Mais hier comme aujourd’hui, une chose est sûre: ce n’est pas encore demain que le Gripen survolera la Suisse.
Et La Liberté de relever: «Il reviendra aussi au parlement de confirmer – ou pas – le choix de l’armée et du Conseil fédéral en faveur d’un appareil qui n’existe pas encore et dont la qualité première réside apparemment dans son prix. Mais à 3 milliards et des poussières, le bon marché est encore très cher. Surtout si cet achat doit être en partie compensé dans les transports publics et les assurances sociales.
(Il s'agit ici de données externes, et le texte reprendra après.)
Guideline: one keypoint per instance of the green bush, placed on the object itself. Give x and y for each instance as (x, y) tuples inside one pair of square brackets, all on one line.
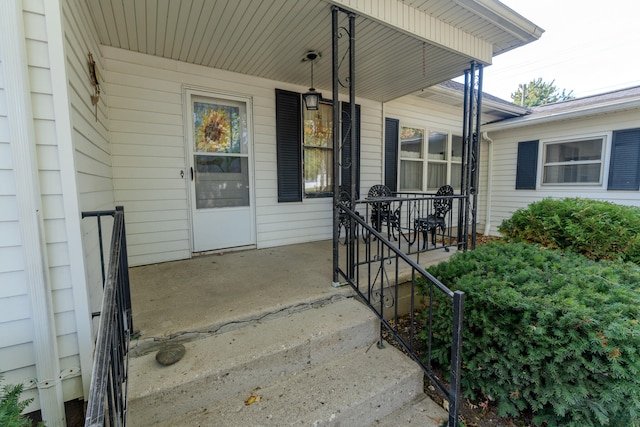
[(598, 230), (11, 407), (551, 333)]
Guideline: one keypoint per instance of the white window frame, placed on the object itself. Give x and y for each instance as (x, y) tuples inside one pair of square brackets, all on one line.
[(425, 160), (604, 155)]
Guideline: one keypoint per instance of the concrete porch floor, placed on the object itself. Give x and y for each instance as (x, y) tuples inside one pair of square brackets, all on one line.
[(183, 300)]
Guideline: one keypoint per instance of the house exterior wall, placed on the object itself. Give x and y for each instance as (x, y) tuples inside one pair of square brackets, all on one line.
[(506, 199), (17, 324), (16, 330), (148, 142), (414, 111), (89, 132)]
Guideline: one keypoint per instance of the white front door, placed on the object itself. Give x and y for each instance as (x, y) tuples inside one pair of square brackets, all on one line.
[(221, 173)]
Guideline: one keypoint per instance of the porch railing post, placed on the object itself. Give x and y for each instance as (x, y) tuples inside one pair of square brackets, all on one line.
[(353, 138), (456, 357), (336, 139)]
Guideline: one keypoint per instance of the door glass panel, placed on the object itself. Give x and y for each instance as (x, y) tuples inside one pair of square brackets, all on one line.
[(221, 181), (437, 146), (220, 127), (411, 140)]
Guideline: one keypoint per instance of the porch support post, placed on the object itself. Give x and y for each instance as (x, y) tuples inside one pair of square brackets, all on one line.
[(352, 164), (470, 155), (463, 211), (336, 140), (475, 179)]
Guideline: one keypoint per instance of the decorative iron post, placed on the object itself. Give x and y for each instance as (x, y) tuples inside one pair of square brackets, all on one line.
[(470, 155), (338, 142)]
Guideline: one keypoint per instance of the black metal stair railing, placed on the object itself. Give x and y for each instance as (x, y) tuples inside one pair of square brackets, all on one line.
[(107, 403), (376, 261)]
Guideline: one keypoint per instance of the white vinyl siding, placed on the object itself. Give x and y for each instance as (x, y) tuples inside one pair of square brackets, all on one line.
[(16, 330), (505, 199), (413, 111), (146, 116), (16, 325), (90, 138)]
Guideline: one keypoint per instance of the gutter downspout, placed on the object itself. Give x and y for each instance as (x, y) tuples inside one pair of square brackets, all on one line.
[(30, 219), (487, 215)]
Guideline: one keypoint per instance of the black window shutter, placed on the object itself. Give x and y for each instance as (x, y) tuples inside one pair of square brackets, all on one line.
[(527, 166), (392, 129), (624, 169), (289, 146), (346, 147)]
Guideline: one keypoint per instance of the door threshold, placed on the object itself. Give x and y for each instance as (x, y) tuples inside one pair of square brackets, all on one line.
[(222, 251)]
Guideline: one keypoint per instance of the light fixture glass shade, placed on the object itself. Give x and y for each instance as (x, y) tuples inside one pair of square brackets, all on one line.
[(312, 99)]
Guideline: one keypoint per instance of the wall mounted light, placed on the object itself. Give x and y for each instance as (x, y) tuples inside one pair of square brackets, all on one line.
[(93, 75), (311, 98)]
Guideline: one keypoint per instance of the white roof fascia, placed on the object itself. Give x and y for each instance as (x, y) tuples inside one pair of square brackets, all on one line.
[(534, 119), (430, 29), (503, 17)]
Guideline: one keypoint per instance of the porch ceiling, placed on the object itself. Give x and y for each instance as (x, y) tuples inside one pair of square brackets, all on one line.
[(268, 38)]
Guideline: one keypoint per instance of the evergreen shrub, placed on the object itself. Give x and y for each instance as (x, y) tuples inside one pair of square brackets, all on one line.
[(11, 407), (553, 334), (596, 229)]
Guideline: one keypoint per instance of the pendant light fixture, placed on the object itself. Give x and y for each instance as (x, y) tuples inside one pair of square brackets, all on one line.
[(311, 98)]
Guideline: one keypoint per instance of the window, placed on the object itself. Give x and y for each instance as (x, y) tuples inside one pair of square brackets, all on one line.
[(318, 150), (428, 165), (573, 162), (304, 148)]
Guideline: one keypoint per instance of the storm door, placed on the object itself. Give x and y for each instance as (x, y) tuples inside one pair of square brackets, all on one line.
[(221, 176)]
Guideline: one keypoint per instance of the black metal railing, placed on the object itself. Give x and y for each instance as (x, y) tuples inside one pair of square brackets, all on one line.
[(107, 403), (377, 260)]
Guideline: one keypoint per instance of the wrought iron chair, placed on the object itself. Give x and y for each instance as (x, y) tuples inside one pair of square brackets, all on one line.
[(437, 220), (381, 212)]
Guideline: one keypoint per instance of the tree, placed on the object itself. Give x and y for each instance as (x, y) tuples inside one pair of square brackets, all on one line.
[(537, 92)]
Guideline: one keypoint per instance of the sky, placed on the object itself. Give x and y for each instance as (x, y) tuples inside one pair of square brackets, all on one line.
[(588, 46)]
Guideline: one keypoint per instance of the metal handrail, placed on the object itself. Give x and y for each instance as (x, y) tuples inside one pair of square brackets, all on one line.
[(107, 403), (371, 253)]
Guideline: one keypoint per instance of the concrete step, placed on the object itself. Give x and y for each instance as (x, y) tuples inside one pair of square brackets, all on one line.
[(422, 411), (316, 367), (354, 389), (223, 365)]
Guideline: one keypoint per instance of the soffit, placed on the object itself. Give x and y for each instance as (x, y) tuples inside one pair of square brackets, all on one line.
[(268, 38)]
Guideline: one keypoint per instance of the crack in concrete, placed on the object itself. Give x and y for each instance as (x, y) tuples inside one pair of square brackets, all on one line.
[(148, 345)]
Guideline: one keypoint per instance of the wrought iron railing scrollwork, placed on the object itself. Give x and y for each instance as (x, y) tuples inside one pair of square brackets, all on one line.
[(376, 259), (107, 402)]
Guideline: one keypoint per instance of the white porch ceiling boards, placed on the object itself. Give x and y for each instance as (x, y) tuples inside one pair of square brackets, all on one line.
[(401, 47)]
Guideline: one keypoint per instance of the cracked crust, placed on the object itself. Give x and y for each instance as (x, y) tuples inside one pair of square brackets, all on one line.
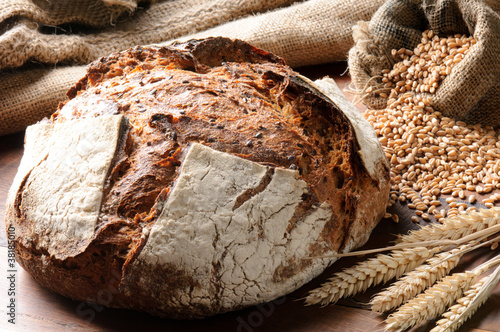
[(220, 169)]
Comme quoi le Gripen n’est pas près de décoller en Suisse, surtout si son pilote politique s’avère aussi défaillant.»
L’armée de l’air suisse décolle en 1914 avec neuf pilotes (dont huit romands), qui volent sur leurs propres avions. Elle ne devient une arme à parte entière qu’avec la création du Service de l’aviation en 1936.
Au début de la Seconde Guerre mondiale, l’armée suisse dispose de 96 avions de chasse (principalement des Messerschmitt 109 allemands) et de 138 avions de reconnaissance et d’appui aérien. Les pilotes suisses sortent victorieux de quelques accrochages avec la Luftwaffe, mais pour des raisons de neutralité, Berne interdit rapidement les interceptions.
Pendant la Guerre froide, alors que la Suisse a une politique de défense mobile, les Forces aériennes participent à quelques missions hors du territoire. Dès 1995, leur mandat se recentre sur le contrôle de l’espace aérien national. En 2008, une initiative visant à interdire les vols d’entraînement au-dessus des zones touristiques est nettement refusée par le peuple.
Les 22 avions que la Suisse prévoit d’acheter doivent remplacer les 56 F-5 Tiger achetés entre 1976 et 1978. La Suisse dispose également de 33 F/A 18 Hornet, mis en service dès 1996.